Au cœur de l’occident mystique
Le Mont Sainte-Odile est l’un des emblèmes les plus forts de la terre et de la spiritualité rhénane dans son versant alsacien. Une présence subtile spirituelle y a une origine fort ancienne et trouve presque certainement sa source dans le monde celtique, ce qui fait remonter ses premières traces à l’an 2000 avant l’ère chrétienne. Le lieu est d’ailleurs chargé d’énergie tellurique et bien des personnes viennent souvent appliquer leurs mains en des endroits précis pour se recharger énergétiquement. Un mur appelé, faute de source certaine, « mur païen » entoure le sanctuaire proprement dit sur une dizaine de kilomètres. On n’en connaît pas vraiment l’histoire ce qui ajoute du mystère à cet endroit.
Le massif de Sainte-Odile
Odile était la fille du duc d’Alsace, Aldéric ou Etichon, qui au 7ème siècle était le seigneur de cette région. Sa fille Odile naquit aveugle et il la rejeta et voulu la faire tuer. Recueillie puis élevée dans un monastère, elle fût baptisée à douze ans et recouvra alors brutalement la vue. Quand leur père apprit par son fils qu’Odile était encore en vie, il le tua. Pris de remords, il donna en héritage à Odile tous les monts dominant l’actuelle ville la ville d’Obernai. Devenue moniale puis abbesse, elle créa un premier monastère sur le sommet et un autre, le Niedermunster au pied de la montagne. Le paysage y est impressionnant de par ses énormes blocs de grès et par la vue immense que l’on y a de la plaine d’Alsace en contrebas jusqu’à la forêt noire en Allemagne sur la rive opposée du Rhin.

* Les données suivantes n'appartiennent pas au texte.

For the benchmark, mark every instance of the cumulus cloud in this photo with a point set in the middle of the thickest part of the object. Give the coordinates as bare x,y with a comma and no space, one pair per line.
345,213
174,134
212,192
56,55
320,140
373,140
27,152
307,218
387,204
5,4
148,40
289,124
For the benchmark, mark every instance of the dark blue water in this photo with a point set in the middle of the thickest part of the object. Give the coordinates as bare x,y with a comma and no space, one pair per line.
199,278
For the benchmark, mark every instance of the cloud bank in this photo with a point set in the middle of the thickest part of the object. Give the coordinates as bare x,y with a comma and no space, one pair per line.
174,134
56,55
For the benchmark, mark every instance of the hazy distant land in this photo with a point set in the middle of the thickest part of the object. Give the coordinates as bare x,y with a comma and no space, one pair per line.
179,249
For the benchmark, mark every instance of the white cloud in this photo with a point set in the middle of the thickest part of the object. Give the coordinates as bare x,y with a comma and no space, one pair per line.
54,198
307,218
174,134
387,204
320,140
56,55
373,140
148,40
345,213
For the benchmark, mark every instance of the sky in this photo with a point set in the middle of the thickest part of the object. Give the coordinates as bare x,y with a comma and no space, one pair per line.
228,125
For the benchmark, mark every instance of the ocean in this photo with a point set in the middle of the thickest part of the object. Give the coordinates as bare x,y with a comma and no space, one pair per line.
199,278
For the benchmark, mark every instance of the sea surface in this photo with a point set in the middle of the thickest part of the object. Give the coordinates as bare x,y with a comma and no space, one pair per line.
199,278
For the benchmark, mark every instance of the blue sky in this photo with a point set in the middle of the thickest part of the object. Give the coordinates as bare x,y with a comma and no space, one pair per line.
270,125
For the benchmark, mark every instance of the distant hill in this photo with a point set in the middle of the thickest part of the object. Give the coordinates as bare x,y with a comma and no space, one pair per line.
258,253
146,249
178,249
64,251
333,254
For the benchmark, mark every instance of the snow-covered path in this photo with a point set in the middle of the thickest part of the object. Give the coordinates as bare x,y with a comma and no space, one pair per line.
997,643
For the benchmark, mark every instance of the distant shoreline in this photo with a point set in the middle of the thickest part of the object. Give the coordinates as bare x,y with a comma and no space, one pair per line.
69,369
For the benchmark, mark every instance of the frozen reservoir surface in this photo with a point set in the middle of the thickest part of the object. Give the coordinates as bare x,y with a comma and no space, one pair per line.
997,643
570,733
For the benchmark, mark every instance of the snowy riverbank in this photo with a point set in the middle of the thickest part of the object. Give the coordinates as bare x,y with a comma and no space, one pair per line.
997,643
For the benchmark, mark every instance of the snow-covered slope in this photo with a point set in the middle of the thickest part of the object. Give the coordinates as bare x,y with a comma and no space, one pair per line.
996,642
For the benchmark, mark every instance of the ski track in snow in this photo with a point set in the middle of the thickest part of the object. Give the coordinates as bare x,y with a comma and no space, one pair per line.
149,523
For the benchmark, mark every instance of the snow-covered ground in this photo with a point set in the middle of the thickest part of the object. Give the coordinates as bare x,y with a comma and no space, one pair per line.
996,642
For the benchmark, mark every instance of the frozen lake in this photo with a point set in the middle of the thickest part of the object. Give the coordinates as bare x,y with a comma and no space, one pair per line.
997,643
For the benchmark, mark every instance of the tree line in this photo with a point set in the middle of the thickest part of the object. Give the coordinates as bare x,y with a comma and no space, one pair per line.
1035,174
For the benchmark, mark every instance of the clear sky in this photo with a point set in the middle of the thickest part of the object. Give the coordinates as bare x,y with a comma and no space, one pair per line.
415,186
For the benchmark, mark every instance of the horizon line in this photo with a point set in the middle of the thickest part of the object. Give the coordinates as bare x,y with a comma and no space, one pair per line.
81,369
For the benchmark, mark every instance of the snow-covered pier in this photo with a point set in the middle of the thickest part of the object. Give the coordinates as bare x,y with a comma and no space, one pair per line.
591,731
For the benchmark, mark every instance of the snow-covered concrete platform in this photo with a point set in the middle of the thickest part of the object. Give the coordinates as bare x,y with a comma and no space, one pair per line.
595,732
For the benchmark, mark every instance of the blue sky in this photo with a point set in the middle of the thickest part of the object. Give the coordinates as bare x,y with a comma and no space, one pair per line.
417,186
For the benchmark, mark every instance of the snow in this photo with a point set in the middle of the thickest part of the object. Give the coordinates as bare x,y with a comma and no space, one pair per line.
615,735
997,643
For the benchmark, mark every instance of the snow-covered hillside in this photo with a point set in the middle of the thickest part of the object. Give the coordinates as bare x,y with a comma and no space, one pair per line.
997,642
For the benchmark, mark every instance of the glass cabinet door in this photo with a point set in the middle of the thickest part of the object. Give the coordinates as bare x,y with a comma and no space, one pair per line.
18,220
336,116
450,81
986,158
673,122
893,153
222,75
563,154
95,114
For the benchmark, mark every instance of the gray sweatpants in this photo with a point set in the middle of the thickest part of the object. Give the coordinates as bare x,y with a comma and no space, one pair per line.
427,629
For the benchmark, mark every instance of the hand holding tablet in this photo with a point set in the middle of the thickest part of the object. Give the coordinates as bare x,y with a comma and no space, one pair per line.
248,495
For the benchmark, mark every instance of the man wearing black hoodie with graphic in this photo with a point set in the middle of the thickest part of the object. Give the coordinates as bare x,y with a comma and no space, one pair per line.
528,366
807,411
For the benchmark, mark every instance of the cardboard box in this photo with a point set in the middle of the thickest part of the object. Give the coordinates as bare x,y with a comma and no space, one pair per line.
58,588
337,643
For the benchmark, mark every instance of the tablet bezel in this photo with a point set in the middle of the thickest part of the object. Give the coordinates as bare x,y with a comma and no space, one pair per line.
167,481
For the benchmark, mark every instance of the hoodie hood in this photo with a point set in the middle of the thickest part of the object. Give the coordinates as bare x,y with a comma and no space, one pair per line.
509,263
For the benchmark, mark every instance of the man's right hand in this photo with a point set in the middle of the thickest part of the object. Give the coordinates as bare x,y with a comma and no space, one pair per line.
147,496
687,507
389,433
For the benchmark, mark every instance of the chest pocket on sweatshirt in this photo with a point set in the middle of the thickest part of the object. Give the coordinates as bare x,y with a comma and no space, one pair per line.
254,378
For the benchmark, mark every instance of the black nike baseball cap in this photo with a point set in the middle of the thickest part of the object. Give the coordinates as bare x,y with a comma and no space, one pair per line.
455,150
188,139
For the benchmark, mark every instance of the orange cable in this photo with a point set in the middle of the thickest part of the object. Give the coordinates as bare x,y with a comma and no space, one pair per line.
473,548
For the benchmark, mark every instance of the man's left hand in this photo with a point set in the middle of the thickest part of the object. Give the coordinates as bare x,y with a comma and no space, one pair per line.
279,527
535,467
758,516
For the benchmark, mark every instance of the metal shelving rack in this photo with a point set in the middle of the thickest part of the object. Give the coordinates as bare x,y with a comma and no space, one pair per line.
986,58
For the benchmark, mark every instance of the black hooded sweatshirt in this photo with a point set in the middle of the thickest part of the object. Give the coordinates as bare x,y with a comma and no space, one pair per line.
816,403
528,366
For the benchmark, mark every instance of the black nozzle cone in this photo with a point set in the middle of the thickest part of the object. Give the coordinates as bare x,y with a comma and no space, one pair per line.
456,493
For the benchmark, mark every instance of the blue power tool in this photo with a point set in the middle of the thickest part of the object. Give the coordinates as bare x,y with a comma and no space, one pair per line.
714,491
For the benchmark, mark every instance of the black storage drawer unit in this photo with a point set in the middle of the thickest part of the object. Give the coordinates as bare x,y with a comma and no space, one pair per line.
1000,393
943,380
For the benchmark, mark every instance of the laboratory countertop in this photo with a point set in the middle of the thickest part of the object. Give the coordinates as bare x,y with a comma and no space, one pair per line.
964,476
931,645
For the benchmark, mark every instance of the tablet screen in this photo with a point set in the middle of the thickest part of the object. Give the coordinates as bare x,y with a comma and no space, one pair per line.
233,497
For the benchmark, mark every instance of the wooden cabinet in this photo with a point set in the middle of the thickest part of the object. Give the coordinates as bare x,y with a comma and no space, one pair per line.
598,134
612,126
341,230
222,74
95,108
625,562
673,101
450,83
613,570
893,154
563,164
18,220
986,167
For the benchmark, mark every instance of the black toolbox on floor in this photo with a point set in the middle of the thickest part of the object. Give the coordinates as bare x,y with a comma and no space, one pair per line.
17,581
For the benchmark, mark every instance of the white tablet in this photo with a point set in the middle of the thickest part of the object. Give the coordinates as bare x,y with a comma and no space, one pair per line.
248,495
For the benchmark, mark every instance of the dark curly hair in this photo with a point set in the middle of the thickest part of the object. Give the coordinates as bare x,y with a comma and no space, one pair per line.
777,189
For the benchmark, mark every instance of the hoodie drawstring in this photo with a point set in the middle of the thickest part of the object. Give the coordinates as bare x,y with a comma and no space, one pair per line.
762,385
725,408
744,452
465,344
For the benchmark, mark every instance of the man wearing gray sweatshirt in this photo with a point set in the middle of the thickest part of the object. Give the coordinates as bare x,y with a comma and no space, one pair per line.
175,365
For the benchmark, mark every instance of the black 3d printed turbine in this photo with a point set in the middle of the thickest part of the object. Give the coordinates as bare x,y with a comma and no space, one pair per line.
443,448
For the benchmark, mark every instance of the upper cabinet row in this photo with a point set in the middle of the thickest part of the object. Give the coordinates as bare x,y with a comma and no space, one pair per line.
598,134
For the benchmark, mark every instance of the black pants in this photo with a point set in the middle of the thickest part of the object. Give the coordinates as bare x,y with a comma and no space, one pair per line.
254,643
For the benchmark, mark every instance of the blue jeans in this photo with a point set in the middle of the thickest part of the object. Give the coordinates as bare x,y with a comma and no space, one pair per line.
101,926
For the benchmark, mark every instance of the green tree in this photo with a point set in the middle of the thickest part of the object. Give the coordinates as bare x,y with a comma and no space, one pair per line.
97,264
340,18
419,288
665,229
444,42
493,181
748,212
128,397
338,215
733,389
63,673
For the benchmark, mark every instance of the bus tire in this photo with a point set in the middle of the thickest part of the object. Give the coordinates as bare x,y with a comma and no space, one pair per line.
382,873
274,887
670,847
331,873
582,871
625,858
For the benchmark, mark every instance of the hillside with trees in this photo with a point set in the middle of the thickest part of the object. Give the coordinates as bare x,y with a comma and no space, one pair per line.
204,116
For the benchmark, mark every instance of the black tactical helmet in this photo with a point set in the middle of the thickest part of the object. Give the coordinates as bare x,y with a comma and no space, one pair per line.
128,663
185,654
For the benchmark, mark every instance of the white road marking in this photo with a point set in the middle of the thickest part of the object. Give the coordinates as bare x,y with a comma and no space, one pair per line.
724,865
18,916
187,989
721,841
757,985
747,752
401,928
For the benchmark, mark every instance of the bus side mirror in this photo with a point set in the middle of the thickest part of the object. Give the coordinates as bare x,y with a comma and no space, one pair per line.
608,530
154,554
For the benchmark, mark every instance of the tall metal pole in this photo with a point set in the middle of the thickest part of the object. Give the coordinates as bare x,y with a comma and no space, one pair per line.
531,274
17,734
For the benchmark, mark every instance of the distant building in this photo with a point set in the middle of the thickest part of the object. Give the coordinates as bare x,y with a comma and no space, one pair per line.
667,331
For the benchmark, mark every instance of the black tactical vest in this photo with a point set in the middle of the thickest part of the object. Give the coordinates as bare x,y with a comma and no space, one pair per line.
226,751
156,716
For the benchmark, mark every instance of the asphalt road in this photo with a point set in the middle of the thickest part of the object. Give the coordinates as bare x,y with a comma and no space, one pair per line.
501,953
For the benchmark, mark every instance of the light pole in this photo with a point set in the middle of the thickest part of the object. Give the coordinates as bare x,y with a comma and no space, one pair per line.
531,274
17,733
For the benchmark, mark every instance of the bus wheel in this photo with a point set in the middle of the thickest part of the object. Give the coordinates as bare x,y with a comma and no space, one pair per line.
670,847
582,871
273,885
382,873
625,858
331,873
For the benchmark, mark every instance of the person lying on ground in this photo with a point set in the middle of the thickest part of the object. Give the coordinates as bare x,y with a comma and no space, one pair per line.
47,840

Depuis très longtemps le mont Sainte-Odile est le haut lieu catholique de l’Alsace ce qui en fait aussi l’épicentre de la spiritualité rhénane car au plan géographique, elle n’est qu’à une vingtaine de kilomètres de Strasbourg, une des capitales jalonnant ce grand fleuve qui coule au cœur de ce terroir qualifié souvent de Rhin mystique et où enseigna Maître Echkart.
La symbolique des yeux
La guérison soudaine et miraculeuse d’Odile marqua toute l’histoire de cette terre inspirée. Des pèlerinages s’y déroulent depuis le haut Moyen-Âge malgré l’histoire tourmentée du monastère plusieurs fois incendié ou détruit par les fréquentes guerres qui ravagèrent l’Alsace
Ce thème de l’ouverture des yeux est fréquemment employé par les textes sacrés du judaïsme et du christianisme. Dès la Genèse, il nous est dit clairement que le point de départ d’un véritable discernement s’inscrit dans la vue du bien et du mal (Gn 3,5). Le récit dans l’Évangile de Jean de l’aveugle né (Jn, 9,1) est très parlant. Il est souvent représenté dans la peinture occidentale notamment dans un panneau de la cathédrale de Sienne en Italie. Cet aveugle né, qui ouvre enfin les yeux, à des sens multiples. Bien sûr, un élément christique évident que tous les spirituels ont noté à savoir la centralité du Christ dans la vie mystique et de sa relation à lui qui enlève les croûtes de nos paupières. Puis, de façon plus allusive, un message est délivré. Et si nous ouvrions les yeux du dedans pour savoir où nous en sommes dans nos vies ? Et devenir un autre être humain ? En empathie avec le monde et nos semblables ? Le message est éminemment actuel.
Lumière et ouverture des yeux
La disparition de la cécité, surtout si elle est brutale, fait jaillir des flots de lumière. Un de nos contemporains, André Frossard (1915-1995) a été sans doute l’un de ceux qui ont le mieux transcrit cette étrange expérience dans son livre célèbre « Dieu existe, je l’ai rencontré ». Fils de l’un des fondateurs de la CGT en France, il avait été élevé dans la plus totale indifférence religieuse. Un jour en entrant par hasard ou par curiosité dans une église parisienne, il en ressortit transformé soudainement. Une lumière d’une force phénoménale l’avait transpercé. Il se « convertit « tout aussi tôt au grand dam de sa famille. Que nous dit-il dans son texte ? Il vit une lumière si intense « qu’elle était capable de briser la pierre la plus dure, le cœur humain ». Les théologiens qualifient cette lumière d’incréée car elle ne relève pas de notre espace temps. Innombrables ont été les personnes en Occident qui ont traversé cette expérience. Ce trait est l’un des marqueurs des spirituels de l’Occident.
L’ouverture des yeux dans nos vies
Comme nous l’avons constaté dans l’une des précédentes chroniques sur la montagne intérieure, tous les termes utilisés par la Bible ont de nombreuses compréhensions allant du plus physiologique au plus profond de nous même. L’ascension du Mont Sainte-Odile est une aventure spirituelle mais elle peut aussi avoir également lieu dans notre chambre intérieure. Où en sommes-nous, quel est le sens de nôtre vie ? Et il peut arriver une réponse brutale d’une force incoercible. Et nos yeux s’ouvrent alors. Et notre vie change. Combien de mystiques occidentaux ont connu ces moments aussi intenses, à commencer au 17ème siècle par la célèbre nuit de feu de Blaise Pascal. Sans doute que le silence et l’extraction des bruits et bavardages permanents engendrés par nos sociétés en sont l’une des conditions. C’est pour mieux entendre ce silence afin d’ouvrir nos yeux sur d’autres horizons que certains moines d’occident ont créé des ermitages dans des lieux sauvages et perdus, au creux des monts, où souffle un vent des cimes comme à la Grande Chartreuse près de Grenoble évoquée dans une précédente chronique.